Наши отношения тянулись около года, становясь всё более призрачными. В конце концов, жизнь нас окончательно развела. До меня доходили слухи, что Женя с мужем уехали в Америку, что в Америке будто бы жизнь её не сложилась.

Благодаря фейсбуку, я знаю, что с Женей сейчас. С её страницы смотрит бодрая 50-летняя американка. Она одиноко живёт в « Missoula , Montana ». На почти единственной фото – Женя, спокойно улыбаясь, принимает у себя дома компанию улыбающихся некрасивых американок, которые все показывают принесённые самодельные пироги.

Соломенная шляпка

В солнечное ветреное летнее утро 1985 года, наутро после вечеринки, где я «отбил» Женю, я пришел к ней домой.

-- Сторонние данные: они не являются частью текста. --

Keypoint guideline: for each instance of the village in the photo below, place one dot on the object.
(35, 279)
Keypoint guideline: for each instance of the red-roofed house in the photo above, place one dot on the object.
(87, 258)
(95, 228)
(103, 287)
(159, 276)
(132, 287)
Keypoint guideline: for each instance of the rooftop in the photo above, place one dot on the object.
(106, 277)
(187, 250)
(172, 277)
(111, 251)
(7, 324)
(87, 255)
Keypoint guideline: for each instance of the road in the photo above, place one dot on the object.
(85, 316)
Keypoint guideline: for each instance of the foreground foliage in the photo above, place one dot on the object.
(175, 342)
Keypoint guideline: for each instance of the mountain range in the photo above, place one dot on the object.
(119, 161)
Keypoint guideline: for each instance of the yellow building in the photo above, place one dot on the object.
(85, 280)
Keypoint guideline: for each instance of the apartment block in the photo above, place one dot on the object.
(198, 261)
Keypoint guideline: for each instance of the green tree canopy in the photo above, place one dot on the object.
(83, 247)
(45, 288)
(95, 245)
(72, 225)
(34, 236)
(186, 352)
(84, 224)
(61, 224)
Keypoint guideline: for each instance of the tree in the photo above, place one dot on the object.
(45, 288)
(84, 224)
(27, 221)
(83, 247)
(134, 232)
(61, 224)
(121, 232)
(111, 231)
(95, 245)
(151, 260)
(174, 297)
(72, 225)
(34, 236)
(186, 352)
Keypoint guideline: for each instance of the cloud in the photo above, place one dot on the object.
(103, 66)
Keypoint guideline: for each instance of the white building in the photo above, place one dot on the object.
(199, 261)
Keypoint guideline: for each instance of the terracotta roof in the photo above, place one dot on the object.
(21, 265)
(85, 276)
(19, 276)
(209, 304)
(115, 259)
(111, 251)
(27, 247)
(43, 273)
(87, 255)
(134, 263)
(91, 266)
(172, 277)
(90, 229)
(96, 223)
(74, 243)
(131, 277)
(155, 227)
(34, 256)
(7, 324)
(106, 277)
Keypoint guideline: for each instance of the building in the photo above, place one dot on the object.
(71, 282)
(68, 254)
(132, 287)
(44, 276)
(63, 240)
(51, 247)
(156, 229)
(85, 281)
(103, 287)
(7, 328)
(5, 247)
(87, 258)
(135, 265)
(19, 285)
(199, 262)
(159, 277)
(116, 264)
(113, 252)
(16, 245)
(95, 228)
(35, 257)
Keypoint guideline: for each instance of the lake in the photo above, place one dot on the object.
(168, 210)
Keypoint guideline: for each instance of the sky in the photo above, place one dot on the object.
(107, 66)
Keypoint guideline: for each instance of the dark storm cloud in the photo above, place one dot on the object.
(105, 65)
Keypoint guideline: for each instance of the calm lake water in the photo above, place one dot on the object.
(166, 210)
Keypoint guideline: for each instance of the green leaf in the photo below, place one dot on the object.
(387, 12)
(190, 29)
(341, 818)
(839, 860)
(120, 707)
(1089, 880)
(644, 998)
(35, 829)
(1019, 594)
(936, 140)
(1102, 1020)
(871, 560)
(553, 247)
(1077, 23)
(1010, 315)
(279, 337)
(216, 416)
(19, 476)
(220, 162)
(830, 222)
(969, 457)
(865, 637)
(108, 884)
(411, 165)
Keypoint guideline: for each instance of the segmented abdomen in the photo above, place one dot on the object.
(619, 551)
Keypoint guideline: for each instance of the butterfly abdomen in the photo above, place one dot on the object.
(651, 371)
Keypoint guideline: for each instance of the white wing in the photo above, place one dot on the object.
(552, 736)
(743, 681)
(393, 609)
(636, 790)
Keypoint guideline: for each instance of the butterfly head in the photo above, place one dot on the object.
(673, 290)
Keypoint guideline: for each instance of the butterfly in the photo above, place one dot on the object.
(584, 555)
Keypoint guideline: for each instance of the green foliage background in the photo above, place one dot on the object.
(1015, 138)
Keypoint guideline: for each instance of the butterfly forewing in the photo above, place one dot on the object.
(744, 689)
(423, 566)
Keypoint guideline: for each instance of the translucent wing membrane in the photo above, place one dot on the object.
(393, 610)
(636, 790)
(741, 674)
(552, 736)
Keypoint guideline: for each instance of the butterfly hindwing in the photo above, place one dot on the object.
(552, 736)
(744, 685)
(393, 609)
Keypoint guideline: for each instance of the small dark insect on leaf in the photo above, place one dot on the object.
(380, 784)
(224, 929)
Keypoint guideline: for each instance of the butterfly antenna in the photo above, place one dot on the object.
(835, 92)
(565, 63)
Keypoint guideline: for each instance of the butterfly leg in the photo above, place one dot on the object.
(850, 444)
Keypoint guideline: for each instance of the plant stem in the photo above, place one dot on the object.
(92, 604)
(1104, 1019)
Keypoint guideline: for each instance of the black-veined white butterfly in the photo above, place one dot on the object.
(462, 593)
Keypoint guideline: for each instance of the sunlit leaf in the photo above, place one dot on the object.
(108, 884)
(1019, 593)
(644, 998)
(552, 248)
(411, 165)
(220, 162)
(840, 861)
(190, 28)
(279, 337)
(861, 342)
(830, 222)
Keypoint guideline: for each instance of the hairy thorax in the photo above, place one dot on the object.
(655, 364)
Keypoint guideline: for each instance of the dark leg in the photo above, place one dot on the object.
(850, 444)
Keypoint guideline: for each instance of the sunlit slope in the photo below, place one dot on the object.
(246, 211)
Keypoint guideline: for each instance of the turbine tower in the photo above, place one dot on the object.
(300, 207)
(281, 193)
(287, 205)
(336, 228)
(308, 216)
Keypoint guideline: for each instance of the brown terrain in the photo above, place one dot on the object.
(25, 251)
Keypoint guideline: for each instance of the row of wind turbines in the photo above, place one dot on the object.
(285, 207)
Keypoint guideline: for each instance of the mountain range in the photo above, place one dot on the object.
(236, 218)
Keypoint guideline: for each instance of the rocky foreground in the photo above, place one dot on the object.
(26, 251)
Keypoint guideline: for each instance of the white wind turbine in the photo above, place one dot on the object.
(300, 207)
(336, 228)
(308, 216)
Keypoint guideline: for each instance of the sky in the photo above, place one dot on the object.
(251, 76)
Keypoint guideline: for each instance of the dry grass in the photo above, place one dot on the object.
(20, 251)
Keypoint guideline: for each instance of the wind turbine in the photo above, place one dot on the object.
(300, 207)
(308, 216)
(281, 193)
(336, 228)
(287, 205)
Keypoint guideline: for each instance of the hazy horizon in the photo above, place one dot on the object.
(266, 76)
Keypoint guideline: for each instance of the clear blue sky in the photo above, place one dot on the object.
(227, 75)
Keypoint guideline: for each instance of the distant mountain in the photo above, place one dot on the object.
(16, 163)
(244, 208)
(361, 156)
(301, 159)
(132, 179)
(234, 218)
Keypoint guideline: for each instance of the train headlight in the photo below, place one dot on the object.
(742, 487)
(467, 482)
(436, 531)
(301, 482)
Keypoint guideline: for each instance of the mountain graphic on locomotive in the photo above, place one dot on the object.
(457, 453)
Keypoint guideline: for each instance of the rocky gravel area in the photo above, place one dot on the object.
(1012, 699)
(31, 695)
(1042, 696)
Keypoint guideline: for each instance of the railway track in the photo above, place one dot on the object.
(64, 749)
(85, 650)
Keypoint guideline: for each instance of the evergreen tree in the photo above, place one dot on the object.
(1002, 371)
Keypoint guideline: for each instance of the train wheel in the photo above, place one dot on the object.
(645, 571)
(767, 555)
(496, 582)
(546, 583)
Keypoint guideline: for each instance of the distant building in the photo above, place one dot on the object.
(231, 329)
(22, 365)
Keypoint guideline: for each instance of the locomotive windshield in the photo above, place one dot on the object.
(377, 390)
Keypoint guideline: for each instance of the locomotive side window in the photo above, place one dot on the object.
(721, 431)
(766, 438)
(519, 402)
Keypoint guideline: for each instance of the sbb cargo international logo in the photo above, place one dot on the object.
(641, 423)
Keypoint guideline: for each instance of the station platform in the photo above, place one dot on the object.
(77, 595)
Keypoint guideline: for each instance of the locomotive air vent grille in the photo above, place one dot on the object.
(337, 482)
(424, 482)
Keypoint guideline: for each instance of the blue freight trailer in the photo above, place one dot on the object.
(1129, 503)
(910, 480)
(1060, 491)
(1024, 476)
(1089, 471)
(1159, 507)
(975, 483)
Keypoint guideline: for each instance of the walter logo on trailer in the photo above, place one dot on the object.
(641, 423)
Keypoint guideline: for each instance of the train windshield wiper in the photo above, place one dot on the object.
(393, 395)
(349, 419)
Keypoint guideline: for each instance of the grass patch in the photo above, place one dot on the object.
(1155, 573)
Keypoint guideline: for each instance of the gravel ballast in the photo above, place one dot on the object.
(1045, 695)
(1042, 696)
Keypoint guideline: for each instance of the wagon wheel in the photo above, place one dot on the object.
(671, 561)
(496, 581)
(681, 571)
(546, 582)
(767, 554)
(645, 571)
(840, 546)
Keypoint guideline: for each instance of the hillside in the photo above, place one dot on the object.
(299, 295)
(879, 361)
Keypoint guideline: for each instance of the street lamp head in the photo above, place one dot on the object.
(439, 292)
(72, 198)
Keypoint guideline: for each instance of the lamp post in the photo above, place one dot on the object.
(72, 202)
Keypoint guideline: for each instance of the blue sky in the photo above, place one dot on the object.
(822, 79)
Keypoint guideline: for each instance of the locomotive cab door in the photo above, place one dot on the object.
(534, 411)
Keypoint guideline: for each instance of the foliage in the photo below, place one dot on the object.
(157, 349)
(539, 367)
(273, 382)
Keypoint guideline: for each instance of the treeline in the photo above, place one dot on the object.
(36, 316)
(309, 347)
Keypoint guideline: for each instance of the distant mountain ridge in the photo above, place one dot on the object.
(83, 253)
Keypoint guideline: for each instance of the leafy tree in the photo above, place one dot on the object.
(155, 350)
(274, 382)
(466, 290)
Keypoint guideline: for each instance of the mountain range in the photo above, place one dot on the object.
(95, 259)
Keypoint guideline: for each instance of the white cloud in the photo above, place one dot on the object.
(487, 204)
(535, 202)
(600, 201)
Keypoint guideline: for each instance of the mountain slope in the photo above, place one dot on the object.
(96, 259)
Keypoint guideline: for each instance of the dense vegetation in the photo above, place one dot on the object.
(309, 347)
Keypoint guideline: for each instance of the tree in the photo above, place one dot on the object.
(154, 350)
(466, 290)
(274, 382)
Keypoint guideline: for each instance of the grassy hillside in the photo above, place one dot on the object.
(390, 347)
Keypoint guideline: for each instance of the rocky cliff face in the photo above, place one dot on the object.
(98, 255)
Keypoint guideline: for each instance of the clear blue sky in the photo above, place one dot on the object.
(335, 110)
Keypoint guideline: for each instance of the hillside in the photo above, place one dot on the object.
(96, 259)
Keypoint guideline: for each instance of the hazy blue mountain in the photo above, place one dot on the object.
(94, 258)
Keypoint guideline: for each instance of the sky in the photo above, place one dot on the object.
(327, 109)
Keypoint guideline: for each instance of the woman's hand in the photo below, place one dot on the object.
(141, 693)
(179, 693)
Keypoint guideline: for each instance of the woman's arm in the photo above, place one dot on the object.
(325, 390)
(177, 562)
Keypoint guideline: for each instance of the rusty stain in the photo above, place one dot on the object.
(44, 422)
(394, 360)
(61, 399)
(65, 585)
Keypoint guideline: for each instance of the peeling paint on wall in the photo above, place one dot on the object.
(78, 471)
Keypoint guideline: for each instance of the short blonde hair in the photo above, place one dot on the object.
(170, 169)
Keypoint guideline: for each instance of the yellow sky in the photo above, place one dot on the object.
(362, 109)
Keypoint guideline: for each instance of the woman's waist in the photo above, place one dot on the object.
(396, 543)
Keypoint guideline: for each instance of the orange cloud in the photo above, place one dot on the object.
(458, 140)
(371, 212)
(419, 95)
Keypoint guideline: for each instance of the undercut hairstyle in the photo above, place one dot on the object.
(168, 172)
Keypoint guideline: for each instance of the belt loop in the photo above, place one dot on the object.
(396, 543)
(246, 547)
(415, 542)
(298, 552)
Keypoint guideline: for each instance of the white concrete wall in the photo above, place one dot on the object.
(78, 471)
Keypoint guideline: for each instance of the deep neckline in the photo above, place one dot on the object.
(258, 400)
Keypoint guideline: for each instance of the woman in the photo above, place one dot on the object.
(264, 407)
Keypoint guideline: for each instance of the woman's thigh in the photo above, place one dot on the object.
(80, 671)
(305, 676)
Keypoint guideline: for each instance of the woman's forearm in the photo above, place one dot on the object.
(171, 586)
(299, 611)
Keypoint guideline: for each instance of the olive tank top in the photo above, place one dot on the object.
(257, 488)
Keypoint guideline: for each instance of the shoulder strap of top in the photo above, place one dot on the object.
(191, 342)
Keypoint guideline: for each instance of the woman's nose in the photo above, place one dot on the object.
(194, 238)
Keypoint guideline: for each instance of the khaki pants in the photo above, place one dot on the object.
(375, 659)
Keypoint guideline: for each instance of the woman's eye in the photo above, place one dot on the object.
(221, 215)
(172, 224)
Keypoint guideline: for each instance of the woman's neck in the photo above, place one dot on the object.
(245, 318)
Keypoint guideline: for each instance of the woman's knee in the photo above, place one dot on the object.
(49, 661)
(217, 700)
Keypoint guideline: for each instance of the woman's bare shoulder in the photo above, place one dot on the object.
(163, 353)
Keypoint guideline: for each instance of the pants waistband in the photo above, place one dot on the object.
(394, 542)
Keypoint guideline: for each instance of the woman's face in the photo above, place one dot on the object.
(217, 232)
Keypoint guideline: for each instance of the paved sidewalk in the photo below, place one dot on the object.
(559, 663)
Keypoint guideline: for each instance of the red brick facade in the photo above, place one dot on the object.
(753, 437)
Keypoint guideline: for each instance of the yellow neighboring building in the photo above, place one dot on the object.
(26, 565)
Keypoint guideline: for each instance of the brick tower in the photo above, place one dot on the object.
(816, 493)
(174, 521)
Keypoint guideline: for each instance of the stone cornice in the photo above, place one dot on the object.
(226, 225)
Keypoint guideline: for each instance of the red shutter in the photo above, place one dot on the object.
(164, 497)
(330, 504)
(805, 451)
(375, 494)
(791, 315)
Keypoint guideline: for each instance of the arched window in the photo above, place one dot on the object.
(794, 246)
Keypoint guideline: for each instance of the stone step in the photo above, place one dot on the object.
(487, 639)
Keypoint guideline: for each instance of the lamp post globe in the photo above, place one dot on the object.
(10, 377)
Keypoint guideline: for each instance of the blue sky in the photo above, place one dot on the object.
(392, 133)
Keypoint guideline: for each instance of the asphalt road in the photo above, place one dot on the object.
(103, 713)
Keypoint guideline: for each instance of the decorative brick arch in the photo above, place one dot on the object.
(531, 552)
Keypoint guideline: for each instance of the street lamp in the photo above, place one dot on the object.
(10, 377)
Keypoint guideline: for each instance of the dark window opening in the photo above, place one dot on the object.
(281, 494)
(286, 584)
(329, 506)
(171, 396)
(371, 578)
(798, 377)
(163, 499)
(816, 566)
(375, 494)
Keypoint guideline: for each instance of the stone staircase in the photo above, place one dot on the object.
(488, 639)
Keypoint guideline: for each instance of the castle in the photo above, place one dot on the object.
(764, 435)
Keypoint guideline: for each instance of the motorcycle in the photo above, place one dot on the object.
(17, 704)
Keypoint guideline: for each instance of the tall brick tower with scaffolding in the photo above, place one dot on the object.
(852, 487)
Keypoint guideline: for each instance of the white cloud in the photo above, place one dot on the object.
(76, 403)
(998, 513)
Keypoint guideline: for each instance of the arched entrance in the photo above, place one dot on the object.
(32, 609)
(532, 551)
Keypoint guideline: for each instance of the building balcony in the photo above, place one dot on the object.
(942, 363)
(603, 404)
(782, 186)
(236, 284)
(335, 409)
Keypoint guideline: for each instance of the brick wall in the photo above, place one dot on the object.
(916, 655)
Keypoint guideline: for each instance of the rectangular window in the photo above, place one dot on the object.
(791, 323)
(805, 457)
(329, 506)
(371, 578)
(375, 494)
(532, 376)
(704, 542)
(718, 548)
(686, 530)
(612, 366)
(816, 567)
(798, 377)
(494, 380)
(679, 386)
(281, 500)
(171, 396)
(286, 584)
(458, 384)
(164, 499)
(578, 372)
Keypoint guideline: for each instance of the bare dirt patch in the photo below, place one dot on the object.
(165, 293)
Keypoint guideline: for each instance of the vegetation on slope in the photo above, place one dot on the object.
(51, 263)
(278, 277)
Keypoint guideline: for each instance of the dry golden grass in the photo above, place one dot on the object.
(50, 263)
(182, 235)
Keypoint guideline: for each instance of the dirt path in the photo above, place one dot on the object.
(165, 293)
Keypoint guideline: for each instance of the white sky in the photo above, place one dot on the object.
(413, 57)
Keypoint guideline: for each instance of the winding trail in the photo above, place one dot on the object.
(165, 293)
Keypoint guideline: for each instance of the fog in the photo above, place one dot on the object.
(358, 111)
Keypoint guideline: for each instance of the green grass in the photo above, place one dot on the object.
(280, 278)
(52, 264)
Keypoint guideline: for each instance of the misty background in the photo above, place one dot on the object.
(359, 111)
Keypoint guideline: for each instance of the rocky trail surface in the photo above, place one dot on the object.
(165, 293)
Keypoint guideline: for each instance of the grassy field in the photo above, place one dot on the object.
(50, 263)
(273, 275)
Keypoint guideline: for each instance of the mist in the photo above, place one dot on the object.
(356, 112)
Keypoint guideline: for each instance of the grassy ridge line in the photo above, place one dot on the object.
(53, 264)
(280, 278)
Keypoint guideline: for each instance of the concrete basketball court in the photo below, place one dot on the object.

Я взял с собой друга, чтобы похвастаться – друг-то ни разу еще не целовался. Когда мы пришли, Женя примеряла новую соломенную шляпку и стала о ней шутливо болтать. Я впервые оказался в мирке молодой женщины – в котором шляпка была, безусловно, важной вещью - и с удовольствием подчинился его сладкой атмосфере. Мы отправились гулять по прохладным солнечным улицам, решили позавтракать и выпить иностранного вермута «Чинзано». По дороге Женя объясняла нам, как надо носить эту шляпку при сильном встречном ветре.

Вот это - как мы шли, беззаботные, летним утром, два парня и юная девушка в летнем платье и соломенной шляпке - было проблеском счастья, которое тогда я еще не научился распознавать в самый его момент.